Supreme Court 21 May 2021,19/05444, ECLI:NL:HR:2021:754
Pension plans administered by sectoral pension funds are subject to the Sectoral Pension Fund (Obligatory) Membership Act 2000 (‘Act Bpf’). Article 23 Act Bpf concerns the joint and several liability of (former) directors for the non-payment of pension premiums. If a company (legal entity) cannot pay pension premiums for its employees, the company should notify the sectoral pension fund immediately (paragraph 2). If the legal entity files this notification of its inability to pay (in time), its director will be liable for unpaid pension premiums (only) if it is plausible that non-payment of the premiums is the result of manifestly improper management attributable to that director in the three-year period preceding the time of notification (paragraph 3). If the legal entity does not file notification (in time) of its inability to pay, its director will be liable for unpaid pension premiums, on the understanding that non-payment is suspected to be attributable to that director and that the three-year period is deemed to commence at the time when the entity is in default. Admitted to refute the suspicion is the director who can argue convincingly that non-compliance with the duty of notification is not attributable to him/her (paragraph 4).
This case concerns the liability of a (former) director of a transport company for outstanding pension premiums for 2008, 2009 and 2010, although the notification of the inability to pay to the sectoral pension fund was filed in time on 4 December 2009. The director’s liability, therefore, not only relates to manifestly improper management in the three years preceding the notification but also to the period after that notification was filed (!).

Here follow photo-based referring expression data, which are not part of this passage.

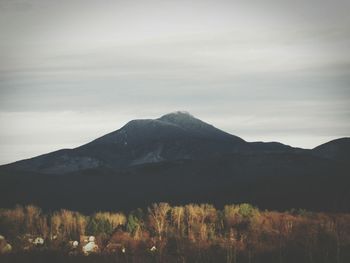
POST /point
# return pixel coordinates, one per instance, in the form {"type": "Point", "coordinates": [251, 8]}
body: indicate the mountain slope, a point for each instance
{"type": "Point", "coordinates": [338, 149]}
{"type": "Point", "coordinates": [180, 159]}
{"type": "Point", "coordinates": [174, 136]}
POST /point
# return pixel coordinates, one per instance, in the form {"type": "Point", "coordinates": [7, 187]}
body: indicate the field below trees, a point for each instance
{"type": "Point", "coordinates": [164, 233]}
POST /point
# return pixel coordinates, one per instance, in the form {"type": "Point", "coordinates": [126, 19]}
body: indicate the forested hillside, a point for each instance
{"type": "Point", "coordinates": [164, 233]}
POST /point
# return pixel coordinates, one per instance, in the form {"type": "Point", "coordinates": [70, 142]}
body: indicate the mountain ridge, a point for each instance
{"type": "Point", "coordinates": [180, 159]}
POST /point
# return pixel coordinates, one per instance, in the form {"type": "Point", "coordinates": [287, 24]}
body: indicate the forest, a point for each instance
{"type": "Point", "coordinates": [238, 233]}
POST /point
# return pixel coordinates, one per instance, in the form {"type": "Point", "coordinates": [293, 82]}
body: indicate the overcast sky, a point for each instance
{"type": "Point", "coordinates": [271, 70]}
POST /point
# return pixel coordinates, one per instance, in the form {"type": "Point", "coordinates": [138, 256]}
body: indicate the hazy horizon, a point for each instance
{"type": "Point", "coordinates": [261, 70]}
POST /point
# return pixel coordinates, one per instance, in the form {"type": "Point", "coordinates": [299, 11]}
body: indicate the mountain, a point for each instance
{"type": "Point", "coordinates": [175, 136]}
{"type": "Point", "coordinates": [179, 159]}
{"type": "Point", "coordinates": [336, 150]}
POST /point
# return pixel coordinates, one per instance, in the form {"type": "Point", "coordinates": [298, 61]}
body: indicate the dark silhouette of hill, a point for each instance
{"type": "Point", "coordinates": [180, 159]}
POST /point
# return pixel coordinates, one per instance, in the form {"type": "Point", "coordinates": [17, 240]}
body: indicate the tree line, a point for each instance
{"type": "Point", "coordinates": [189, 233]}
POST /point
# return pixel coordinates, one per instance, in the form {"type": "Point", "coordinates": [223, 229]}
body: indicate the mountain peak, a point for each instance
{"type": "Point", "coordinates": [177, 115]}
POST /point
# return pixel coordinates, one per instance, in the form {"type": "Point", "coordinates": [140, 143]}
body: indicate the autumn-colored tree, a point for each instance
{"type": "Point", "coordinates": [158, 218]}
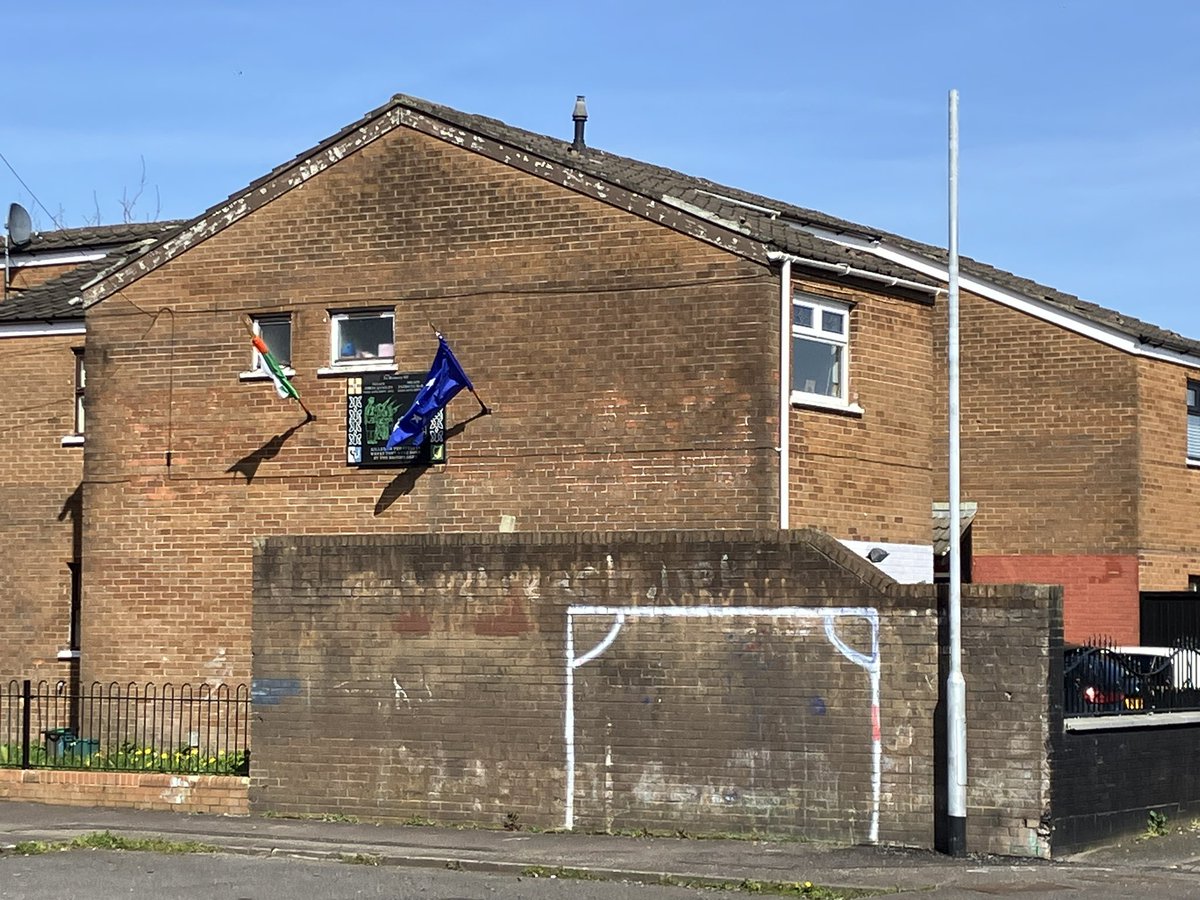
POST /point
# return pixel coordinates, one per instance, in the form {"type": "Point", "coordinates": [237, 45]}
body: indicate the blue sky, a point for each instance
{"type": "Point", "coordinates": [1080, 120]}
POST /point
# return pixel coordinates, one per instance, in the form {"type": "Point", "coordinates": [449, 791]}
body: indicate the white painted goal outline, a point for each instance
{"type": "Point", "coordinates": [621, 613]}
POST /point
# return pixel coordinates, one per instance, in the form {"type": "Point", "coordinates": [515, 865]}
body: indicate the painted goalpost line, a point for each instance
{"type": "Point", "coordinates": [622, 613]}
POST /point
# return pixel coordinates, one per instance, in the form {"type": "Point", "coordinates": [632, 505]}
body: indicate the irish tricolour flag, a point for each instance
{"type": "Point", "coordinates": [282, 385]}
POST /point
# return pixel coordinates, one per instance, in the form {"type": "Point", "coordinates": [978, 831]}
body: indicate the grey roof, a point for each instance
{"type": "Point", "coordinates": [777, 225]}
{"type": "Point", "coordinates": [942, 523]}
{"type": "Point", "coordinates": [775, 220]}
{"type": "Point", "coordinates": [94, 237]}
{"type": "Point", "coordinates": [52, 300]}
{"type": "Point", "coordinates": [688, 192]}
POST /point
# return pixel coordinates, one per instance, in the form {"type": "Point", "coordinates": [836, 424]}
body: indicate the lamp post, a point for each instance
{"type": "Point", "coordinates": [955, 685]}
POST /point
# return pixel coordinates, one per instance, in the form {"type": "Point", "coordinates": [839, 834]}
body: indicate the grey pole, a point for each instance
{"type": "Point", "coordinates": [955, 685]}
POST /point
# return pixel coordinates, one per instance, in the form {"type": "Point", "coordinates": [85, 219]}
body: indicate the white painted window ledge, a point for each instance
{"type": "Point", "coordinates": [815, 401]}
{"type": "Point", "coordinates": [357, 369]}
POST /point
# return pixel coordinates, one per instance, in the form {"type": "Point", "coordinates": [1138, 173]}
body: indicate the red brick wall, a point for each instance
{"type": "Point", "coordinates": [1099, 592]}
{"type": "Point", "coordinates": [40, 503]}
{"type": "Point", "coordinates": [1169, 513]}
{"type": "Point", "coordinates": [870, 477]}
{"type": "Point", "coordinates": [1049, 436]}
{"type": "Point", "coordinates": [217, 795]}
{"type": "Point", "coordinates": [631, 373]}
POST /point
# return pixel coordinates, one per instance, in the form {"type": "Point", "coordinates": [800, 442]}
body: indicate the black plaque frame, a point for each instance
{"type": "Point", "coordinates": [373, 403]}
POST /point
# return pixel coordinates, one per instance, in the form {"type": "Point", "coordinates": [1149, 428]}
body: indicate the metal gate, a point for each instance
{"type": "Point", "coordinates": [1168, 616]}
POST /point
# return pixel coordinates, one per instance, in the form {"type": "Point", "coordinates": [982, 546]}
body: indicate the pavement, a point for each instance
{"type": "Point", "coordinates": [1164, 867]}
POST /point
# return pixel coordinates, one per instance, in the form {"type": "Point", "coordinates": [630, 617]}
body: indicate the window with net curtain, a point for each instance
{"type": "Point", "coordinates": [820, 341]}
{"type": "Point", "coordinates": [1194, 421]}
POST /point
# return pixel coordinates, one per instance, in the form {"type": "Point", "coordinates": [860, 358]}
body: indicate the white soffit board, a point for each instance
{"type": "Point", "coordinates": [1038, 309]}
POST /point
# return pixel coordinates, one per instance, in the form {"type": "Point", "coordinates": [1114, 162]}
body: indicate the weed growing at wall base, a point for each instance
{"type": "Point", "coordinates": [130, 757]}
{"type": "Point", "coordinates": [107, 840]}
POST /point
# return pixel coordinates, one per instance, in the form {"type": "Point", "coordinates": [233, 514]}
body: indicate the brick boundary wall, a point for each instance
{"type": "Point", "coordinates": [220, 795]}
{"type": "Point", "coordinates": [423, 676]}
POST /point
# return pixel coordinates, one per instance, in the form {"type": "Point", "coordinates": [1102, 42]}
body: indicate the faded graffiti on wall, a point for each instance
{"type": "Point", "coordinates": [831, 618]}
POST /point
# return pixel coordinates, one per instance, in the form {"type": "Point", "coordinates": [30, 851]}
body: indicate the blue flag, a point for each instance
{"type": "Point", "coordinates": [445, 379]}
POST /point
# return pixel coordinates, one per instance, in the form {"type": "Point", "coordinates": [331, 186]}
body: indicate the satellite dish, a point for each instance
{"type": "Point", "coordinates": [19, 225]}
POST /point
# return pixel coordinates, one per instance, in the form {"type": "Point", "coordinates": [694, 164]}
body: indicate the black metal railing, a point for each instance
{"type": "Point", "coordinates": [131, 727]}
{"type": "Point", "coordinates": [1103, 678]}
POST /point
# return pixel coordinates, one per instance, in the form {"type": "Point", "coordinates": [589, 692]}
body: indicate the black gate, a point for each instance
{"type": "Point", "coordinates": [1167, 616]}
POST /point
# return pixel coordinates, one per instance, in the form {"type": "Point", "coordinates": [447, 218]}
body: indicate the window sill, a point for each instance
{"type": "Point", "coordinates": [815, 401]}
{"type": "Point", "coordinates": [358, 367]}
{"type": "Point", "coordinates": [258, 375]}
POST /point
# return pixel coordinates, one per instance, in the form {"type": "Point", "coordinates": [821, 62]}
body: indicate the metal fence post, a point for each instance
{"type": "Point", "coordinates": [25, 697]}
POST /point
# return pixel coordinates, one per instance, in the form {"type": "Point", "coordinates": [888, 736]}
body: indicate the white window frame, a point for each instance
{"type": "Point", "coordinates": [257, 371]}
{"type": "Point", "coordinates": [375, 364]}
{"type": "Point", "coordinates": [819, 334]}
{"type": "Point", "coordinates": [81, 387]}
{"type": "Point", "coordinates": [1192, 441]}
{"type": "Point", "coordinates": [79, 384]}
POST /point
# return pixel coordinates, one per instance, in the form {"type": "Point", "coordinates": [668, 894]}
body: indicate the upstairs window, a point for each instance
{"type": "Point", "coordinates": [820, 347]}
{"type": "Point", "coordinates": [363, 336]}
{"type": "Point", "coordinates": [81, 383]}
{"type": "Point", "coordinates": [276, 334]}
{"type": "Point", "coordinates": [1194, 421]}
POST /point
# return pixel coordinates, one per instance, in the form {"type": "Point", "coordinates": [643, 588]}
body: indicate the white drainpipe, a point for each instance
{"type": "Point", "coordinates": [785, 390]}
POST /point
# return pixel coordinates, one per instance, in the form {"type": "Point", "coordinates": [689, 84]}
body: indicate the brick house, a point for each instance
{"type": "Point", "coordinates": [629, 347]}
{"type": "Point", "coordinates": [41, 442]}
{"type": "Point", "coordinates": [1080, 439]}
{"type": "Point", "coordinates": [1080, 431]}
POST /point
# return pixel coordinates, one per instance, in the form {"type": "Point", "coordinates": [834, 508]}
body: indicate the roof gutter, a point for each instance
{"type": "Point", "coordinates": [850, 271]}
{"type": "Point", "coordinates": [1029, 305]}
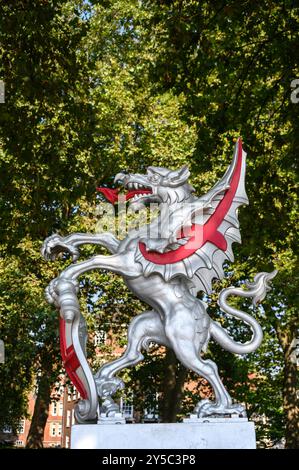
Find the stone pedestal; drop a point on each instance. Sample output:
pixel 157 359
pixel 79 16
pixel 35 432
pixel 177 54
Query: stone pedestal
pixel 202 434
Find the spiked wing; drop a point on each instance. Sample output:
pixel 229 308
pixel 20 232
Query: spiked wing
pixel 210 236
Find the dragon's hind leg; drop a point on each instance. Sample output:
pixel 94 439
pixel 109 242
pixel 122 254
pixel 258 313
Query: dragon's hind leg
pixel 184 341
pixel 145 328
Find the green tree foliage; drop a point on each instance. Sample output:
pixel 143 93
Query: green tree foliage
pixel 94 87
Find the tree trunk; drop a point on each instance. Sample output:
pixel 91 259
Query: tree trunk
pixel 287 338
pixel 173 386
pixel 40 415
pixel 45 381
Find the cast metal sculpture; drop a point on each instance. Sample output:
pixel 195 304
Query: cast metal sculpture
pixel 164 263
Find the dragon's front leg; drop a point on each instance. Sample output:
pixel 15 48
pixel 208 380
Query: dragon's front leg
pixel 63 291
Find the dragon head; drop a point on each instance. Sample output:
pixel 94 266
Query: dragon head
pixel 158 185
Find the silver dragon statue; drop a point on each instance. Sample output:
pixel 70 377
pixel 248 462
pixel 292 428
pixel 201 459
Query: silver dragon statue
pixel 164 263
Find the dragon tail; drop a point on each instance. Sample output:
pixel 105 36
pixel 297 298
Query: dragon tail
pixel 257 290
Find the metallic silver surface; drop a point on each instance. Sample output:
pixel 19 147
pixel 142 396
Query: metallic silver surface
pixel 168 284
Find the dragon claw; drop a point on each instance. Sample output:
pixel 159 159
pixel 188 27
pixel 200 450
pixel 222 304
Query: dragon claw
pixel 206 408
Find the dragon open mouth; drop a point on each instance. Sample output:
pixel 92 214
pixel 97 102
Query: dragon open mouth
pixel 136 191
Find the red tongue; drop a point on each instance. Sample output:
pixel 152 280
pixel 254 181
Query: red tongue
pixel 112 194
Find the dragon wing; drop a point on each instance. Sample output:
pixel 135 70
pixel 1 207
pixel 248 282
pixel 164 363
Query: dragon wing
pixel 214 228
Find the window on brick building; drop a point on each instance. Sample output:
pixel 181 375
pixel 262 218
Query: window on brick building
pixel 6 429
pixel 60 408
pixel 54 408
pixel 53 429
pixel 126 408
pixel 21 427
pixel 19 443
pixel 68 418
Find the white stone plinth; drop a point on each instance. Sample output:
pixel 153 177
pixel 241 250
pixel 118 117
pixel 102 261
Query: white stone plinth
pixel 226 434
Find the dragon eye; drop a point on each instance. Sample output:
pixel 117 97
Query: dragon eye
pixel 155 178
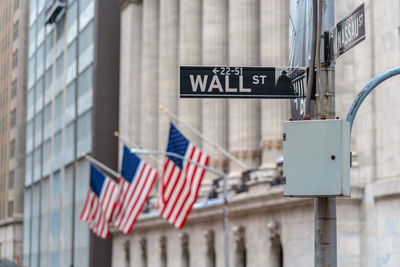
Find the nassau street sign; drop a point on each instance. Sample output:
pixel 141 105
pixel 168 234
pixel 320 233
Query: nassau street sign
pixel 348 32
pixel 242 82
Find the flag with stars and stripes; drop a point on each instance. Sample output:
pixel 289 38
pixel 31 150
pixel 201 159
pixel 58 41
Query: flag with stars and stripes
pixel 136 183
pixel 100 202
pixel 181 179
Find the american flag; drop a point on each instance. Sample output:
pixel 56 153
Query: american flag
pixel 181 180
pixel 100 202
pixel 136 183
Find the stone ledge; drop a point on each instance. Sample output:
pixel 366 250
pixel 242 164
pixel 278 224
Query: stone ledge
pixel 387 188
pixel 241 203
pixel 9 221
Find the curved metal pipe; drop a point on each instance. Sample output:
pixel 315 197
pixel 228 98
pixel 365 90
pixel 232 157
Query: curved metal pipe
pixel 365 92
pixel 310 81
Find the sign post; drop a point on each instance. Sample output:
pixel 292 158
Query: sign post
pixel 347 33
pixel 242 82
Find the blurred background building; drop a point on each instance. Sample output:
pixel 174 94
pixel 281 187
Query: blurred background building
pixel 72 107
pixel 266 229
pixel 13 54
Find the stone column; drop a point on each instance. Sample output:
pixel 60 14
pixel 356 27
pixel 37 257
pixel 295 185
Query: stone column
pixel 244 50
pixel 149 92
pixel 274 52
pixel 168 67
pixel 215 52
pixel 130 70
pixel 190 18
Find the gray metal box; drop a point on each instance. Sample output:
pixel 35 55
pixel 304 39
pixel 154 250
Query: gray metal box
pixel 316 158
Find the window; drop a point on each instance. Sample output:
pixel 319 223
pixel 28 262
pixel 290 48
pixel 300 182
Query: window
pixel 57 150
pixel 72 22
pixel 60 36
pixel 39 61
pixel 31 71
pixel 11 179
pixel 30 104
pixel 84 135
pixel 12 148
pixel 47 131
pixel 15 59
pixel 55 185
pixel 38 128
pixel 37 160
pixel 58 112
pixel 86 12
pixel 69 143
pixel 29 136
pixel 69 113
pixel 32 39
pixel 59 74
pixel 49 47
pixel 46 157
pixel 14 89
pixel 48 83
pixel 85 47
pixel 13 118
pixel 40 29
pixel 85 85
pixel 10 208
pixel 16 26
pixel 71 62
pixel 39 95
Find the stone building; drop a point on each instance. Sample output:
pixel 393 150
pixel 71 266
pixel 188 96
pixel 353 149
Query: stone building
pixel 13 58
pixel 73 74
pixel 266 229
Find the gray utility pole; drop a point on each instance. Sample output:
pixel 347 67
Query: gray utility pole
pixel 325 237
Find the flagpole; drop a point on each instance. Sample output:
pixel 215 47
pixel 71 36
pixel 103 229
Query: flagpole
pixel 212 170
pixel 216 146
pixel 101 165
pixel 132 144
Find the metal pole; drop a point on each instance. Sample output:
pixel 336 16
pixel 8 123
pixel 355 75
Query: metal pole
pixel 101 165
pixel 212 170
pixel 226 221
pixel 216 146
pixel 325 244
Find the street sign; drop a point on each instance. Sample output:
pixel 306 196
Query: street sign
pixel 242 82
pixel 348 32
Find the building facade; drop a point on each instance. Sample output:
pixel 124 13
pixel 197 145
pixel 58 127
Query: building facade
pixel 13 55
pixel 266 229
pixel 72 107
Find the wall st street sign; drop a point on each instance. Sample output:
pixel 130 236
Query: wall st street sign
pixel 348 32
pixel 242 82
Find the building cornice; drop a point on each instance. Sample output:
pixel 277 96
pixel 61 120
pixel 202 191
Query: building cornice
pixel 124 3
pixel 244 203
pixel 10 221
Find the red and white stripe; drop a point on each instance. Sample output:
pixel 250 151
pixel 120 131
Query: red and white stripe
pixel 179 188
pixel 133 197
pixel 97 211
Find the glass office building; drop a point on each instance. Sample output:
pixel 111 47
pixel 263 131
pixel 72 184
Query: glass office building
pixel 69 86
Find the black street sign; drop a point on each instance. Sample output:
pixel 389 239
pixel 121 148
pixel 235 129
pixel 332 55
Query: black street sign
pixel 242 82
pixel 348 32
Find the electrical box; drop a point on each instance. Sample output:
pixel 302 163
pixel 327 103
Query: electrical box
pixel 316 158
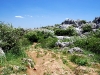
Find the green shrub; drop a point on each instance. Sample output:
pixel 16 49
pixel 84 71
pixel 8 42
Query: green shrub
pixel 70 31
pixel 83 21
pixel 48 42
pixel 10 38
pixel 80 60
pixel 90 43
pixel 87 28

In a previous ruling in this matter the Supreme Court held in 2017 that if a notification of the inability to pay has been filed, there is no need to refile such notification as long as there is no payment arrears, unless upon receiving payment the sectoral pension fund informs the party liable to pay that the fund no longer considers that party unable to pay.
In this case, the Supreme Court added to this reasoning – in summary – the consideration that the mere notification of the inability to pay is not a licence to not pay pension premiums in a general sense – after filing the notification of its inability to pay at the end of 2009 the transport company had been making sales for months but the arrears in premiums had only increased – and that manifestly improper management should be assessed over the three years prior to the time when the notification of the inability to pay a specific premium should have been filed.
In short: the liability of (former) directors for outstanding pension premiums can be based on manifestly improper management in the period after the filing of a notification of inability to pay.